Ci sono aggiornamenti in merito al processo che sta accertando le responsabilità sulla morte di Tiziana Cantone, la giovane campana che qualche tempo fa si è suicidata dopo che alcuni suoi video hard erano stati diffusi online. La procura di Napoli, che sta indagando, ha infatti richiesto il giudizio immediato per il fidanzato della giovane, Sergio Di Palo. Per lui i reati contestati sono calunnia e falsa denuncia. Tali reati ipotizzati, in concorso con la stessa Tiziana Cantone, si riferirebbero, in particolare, al fatto che i giovani avessero lanciato accuse infondate contro cinque persone, indicate come i responsabili della diffusione online dei video incriminati e per la falsa denuncia di smarrimento dell’iPhone.
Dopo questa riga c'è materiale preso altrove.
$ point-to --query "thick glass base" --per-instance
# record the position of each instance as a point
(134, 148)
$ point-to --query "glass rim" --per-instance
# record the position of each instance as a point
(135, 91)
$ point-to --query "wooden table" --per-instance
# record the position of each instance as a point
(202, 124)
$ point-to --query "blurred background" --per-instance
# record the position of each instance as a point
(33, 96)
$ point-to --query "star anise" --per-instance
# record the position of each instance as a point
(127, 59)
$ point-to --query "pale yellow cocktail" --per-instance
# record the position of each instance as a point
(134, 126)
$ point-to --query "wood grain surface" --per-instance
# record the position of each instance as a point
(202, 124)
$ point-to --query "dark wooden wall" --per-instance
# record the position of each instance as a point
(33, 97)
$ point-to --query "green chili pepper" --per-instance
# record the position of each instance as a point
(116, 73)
Adesso toccherà al giudice per le indagini preliminari pronunciarsi sulla richiesta di giudizio immediato. Ricordiamo che quest’ultimo è una forma processuale che viene richiesta in presenza di determinati presupposti.
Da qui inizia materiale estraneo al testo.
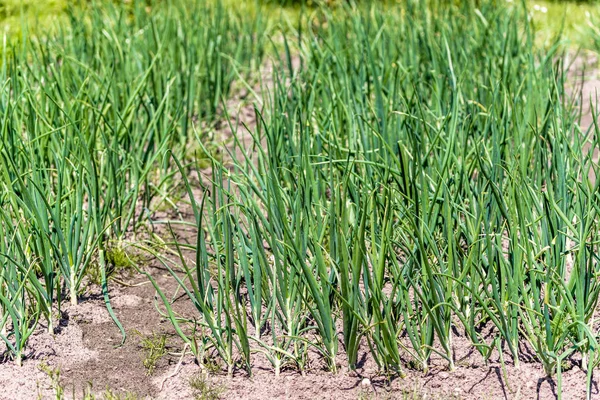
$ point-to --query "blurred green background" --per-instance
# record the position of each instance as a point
(571, 19)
Per quanto riguarda il fidanzato di Tiziana Cantone, pare che quest’ultimo possa risultare indagato anche per un accesso abusivo al sistema informatico poiché si sarebbe rivolto ad un consulente per distruggere alcuni dati presenti in rete. Secondo gli inquirenti che si stanno occupando delle indagini, la Cantone non sarebbe stata costretta a farsi riprendere durante i video che poi sono stati diffusi online (al momento non è dato sapere da chi).